Important: You've said you want to "Extract those points which are at least 3 degrees far from each other" but then you've used the Euclidean distance with math.hypot()
. As mentioned by @martineau, this should use the Haversine angular distance.
Since your points are "(longitudes, latitudes in degrees)", they first need to be converted to radians. And the pairs should be flipped so that latitude comes first, as required by the haversine_distances()
function. That can be done with:
XY_r = [(math.radians(lat), math.radians(lon)) for lon, lat in XY]
Here's the kicker - none of the combnation-making or looping is necesssary. If haversine_distances()
is passed in a list of points, it will calculate the distances between all of them and provide a result as an array of arrays. These can then be converted back to degrees and checked; or convert 3 degrees
to radians and then check against h-dists.
import math
import numpy as np
from sklearn.metrics.pairwise import haversine_distances
XY = [(100, 10), (100, 11), (100, 13), (101, 10), (101, 11), (101, 13), (103, 10), (103, 11), (103, 13)]

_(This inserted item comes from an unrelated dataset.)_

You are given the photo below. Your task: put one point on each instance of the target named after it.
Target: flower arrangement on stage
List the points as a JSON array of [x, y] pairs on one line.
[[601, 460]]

# convert to radians and flip so that latitude is first
XY_r = [(math.radians(lat), math.radians(lon)) for lon, lat in XY]

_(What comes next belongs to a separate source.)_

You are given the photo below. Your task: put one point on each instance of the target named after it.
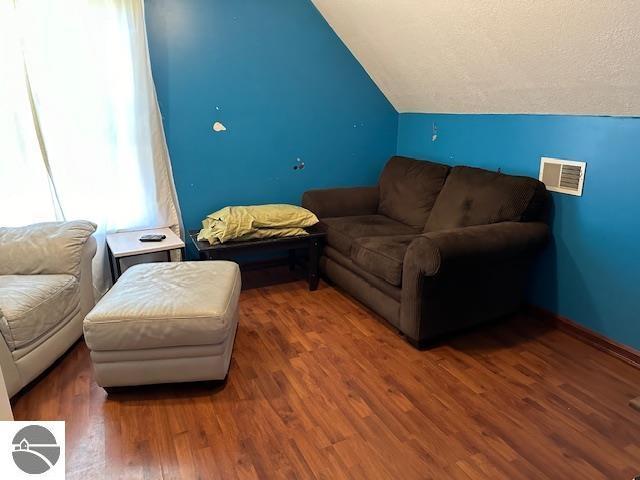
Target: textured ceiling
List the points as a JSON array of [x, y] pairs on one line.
[[497, 56]]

distances = haversine_distances(XY_r) # distances array-of-arrays in RADIANS
dist_criteria = distances >= math.radians(3) # at least 3 degrees (in radians) away
results = [point for point, result in zip(XY, dist_criteria) if np.any(result)]
print(results)
print(len(results))
print('<3 away from all:', set(XY) - set(results))
Output:
[(100, 10), (100, 11), (100, 13), (101, 10), (101, 13), (103, 10), (103, 11), (103, 13)]
8
<3 away from all: {(101, 11)}
Wrt the previous edit and your original code:
Your first two attempts are giving empty results because of this:
results = []
for point in XY:
...
for result in results:
results
is initialised as an empty list. So the for result in results
loop will directly exit. Nothing inside the loop executes.

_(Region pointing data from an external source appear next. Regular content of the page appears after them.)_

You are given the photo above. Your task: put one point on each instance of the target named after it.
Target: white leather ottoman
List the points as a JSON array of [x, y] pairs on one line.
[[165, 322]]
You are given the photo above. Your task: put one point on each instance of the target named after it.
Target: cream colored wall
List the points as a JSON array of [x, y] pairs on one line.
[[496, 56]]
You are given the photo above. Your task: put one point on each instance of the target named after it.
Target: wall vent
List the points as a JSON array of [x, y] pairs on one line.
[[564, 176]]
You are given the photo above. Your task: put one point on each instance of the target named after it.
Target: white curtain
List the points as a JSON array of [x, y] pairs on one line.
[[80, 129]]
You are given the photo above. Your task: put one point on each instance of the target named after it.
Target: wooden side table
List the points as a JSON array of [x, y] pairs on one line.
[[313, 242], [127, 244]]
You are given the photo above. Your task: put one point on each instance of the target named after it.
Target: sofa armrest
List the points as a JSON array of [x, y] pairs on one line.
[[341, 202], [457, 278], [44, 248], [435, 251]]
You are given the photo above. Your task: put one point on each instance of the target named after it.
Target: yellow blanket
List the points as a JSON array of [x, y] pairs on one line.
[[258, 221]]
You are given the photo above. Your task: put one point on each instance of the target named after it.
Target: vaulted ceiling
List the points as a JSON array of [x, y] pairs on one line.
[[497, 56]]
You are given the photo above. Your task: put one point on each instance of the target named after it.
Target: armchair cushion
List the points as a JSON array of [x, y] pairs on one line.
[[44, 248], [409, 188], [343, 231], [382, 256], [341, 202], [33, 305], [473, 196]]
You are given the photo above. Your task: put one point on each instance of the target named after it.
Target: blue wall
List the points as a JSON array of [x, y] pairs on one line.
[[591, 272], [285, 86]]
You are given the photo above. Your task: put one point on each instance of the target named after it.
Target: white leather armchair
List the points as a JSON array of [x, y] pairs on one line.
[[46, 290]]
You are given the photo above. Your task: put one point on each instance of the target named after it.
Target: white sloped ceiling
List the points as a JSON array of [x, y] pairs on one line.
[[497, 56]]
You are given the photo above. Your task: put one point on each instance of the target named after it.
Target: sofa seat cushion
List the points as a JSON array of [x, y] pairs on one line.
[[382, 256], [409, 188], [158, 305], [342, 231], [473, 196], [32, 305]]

The 3rd attempt is getting you 32 results because of repetitions. You've got:
for point in XY:
...
for point in XY:
so some point
s you get will be the same point.
To avoid duplicates in the loops:
Add a check for it and go to the next iteration:
if (x1, y1) == (x2, y2):
continue
Btw, you're mangling the point
variable because it's reused in both loops. It doesn't cause a problem but makes your code harder to debug. Either make them point1
and point2
, or even better, instead of for point in XY: x1, y1 = point
, you can directly do for x1, y1 in XY
- that's called tuple unpacking.
for x1, y1 in XY:
for x2, y2 in XY:
if (x1, y1) == (x2, y2):
continue
...
You also need to change result
to be a set
instead of a list so that the same point is not re-added to the results when it's more than 3 away from another point. Sets don't allow duplicates, that way points don't get repeated in results.
Use itertools.combinations()
to get unique pairs of points without repetitions. This allows you to skip the duplicate check (unless XY
actually has duplicate points) and brings the previous block down to one for-loop:
import itertools
import math
results = set() # unique results
for (x1, y1), (x2, y2) in itertools.combinations(XY, r=2):
distance = math.hypot(x2 - x1, y2 - y1) # WRONG! see above
if distance >= 3:
# add both points
results.update({(x1, y1), (x2, y2)})
print(results)
print(len(results))
print('<3 away from all:', set(XY) - results)
The (wrong) output:
{(103, 11), (100, 13), (101, 13), (100, 10), (103, 10), (101, 10), (103, 13), (100, 11)}
8
<3 away from all: {(101, 11)}
(The result is the same but merely by coincidence of the input data.)